Der ökologische Widerspruch

Während Bund und Länder mit Gesetzen wie dem Gebäudeenergiegesetz (GEG) oder der Klimaschutzverordnung Energieeinsparung und Nachhaltigkeit gesetzlich einfordern, ist die eingesetzte KI-Technologie selbst ein massiver Ressourcenverbraucher.

Laut einer Studie der University of California (2023) verbraucht eine einzelne ChatGPT-Abfrage im Schnitt rund 500 ml Wasser, indirekt durch die Kühlung der Rechenzentren. Das Training großer Modelle wie GPT-4 benötigt mehr Strom als 1.000 Haushalte pro Jahr.
Der Nature Climate Change Report (2024) prognostiziert, dass KI-Systeme bis 2030 rund vier Prozent des weltweiten Strombedarfs verursachen könnten.

Kritiker sehen darin einen erheblichen Widerspruch: Eine Verwaltung, die CO₂-Bilanzen und Energieausweise fordert, nutzt gleichzeitig Technologien, deren ökologischer Fußabdruck kaum bilanziert oder transparent gemacht wird.

Kommunikative Luftblasen statt realer Transformation

Politisch ist die KI-Rhetorik attraktiv: Sie klingt modern, innovationsfreudig und lösungsorientiert.

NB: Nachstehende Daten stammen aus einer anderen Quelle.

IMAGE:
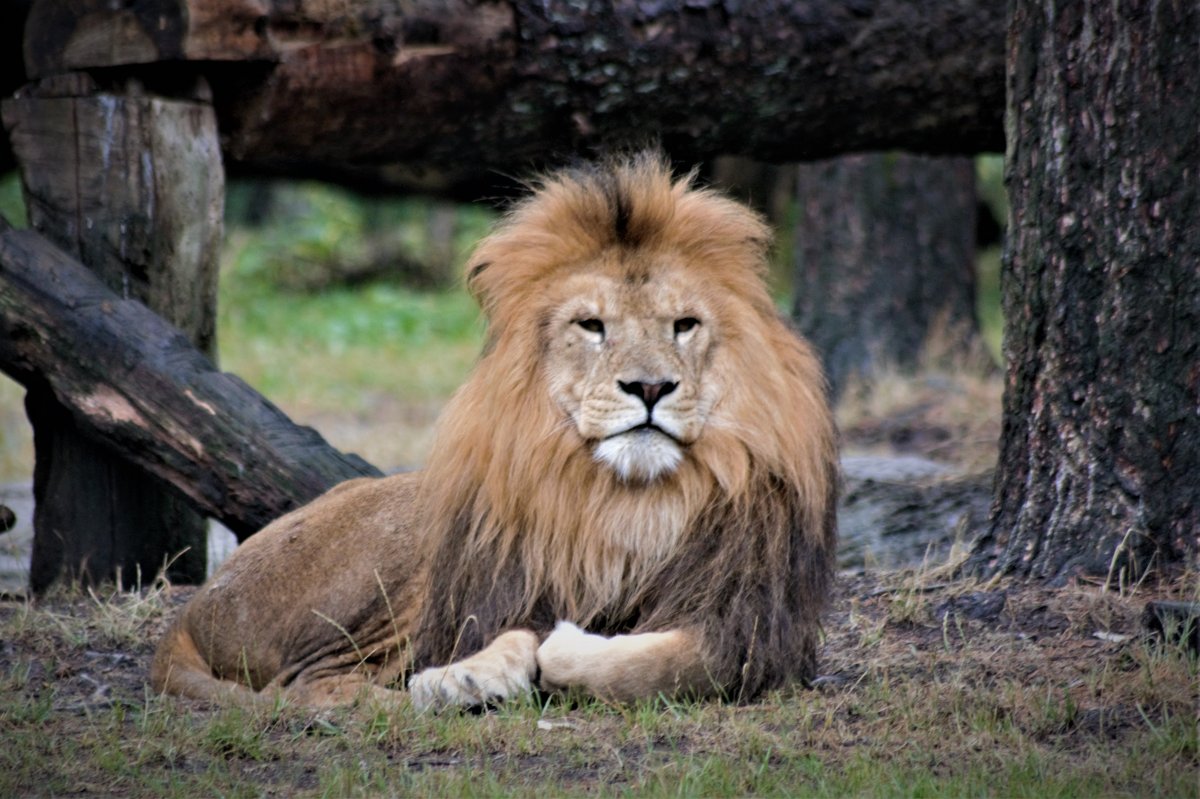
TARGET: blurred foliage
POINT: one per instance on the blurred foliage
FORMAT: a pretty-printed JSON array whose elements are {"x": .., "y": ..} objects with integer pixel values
[
  {"x": 990, "y": 185},
  {"x": 340, "y": 347},
  {"x": 305, "y": 227},
  {"x": 12, "y": 204}
]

Doch solange grundlegende Strukturen – Datenarchitektur, Personalqualifikation, Zuständigkeiten und Finanzierung – nicht verändert werden, bleibt der Effekt oberflächlich.

Fachleute warnen, dass KI keine schlechten Prozesse reparieren kann, sondern sie höchstens beschleunigt – so der Tenor in vielen Fachkreisen.
KI kann nur dort sinnvoll wirken, wo Prozesse klar definiert, digital anschlussfähig und organisatorisch verstanden sind.

Fazit

Die Vision einer intelligenten, papierlosen Verwaltung ist verführerisch – und grundsätzlich richtig. Doch sie kann nur Realität werden, wenn die politischen und organisatorischen Grundlagen stimmen:

  • einheitliche Datenstandards,
  • qualifiziertes Personal,
  • nachhaltige IT-Strategien,
  • und echte digitale Souveränität.

Ohne das bleibt KI in der Verwaltung eine technologische Fassade über strukturellem Stillstand – ein Fortschritt, der sich fortschrittlich anhört, aber nicht nachhaltig trägt.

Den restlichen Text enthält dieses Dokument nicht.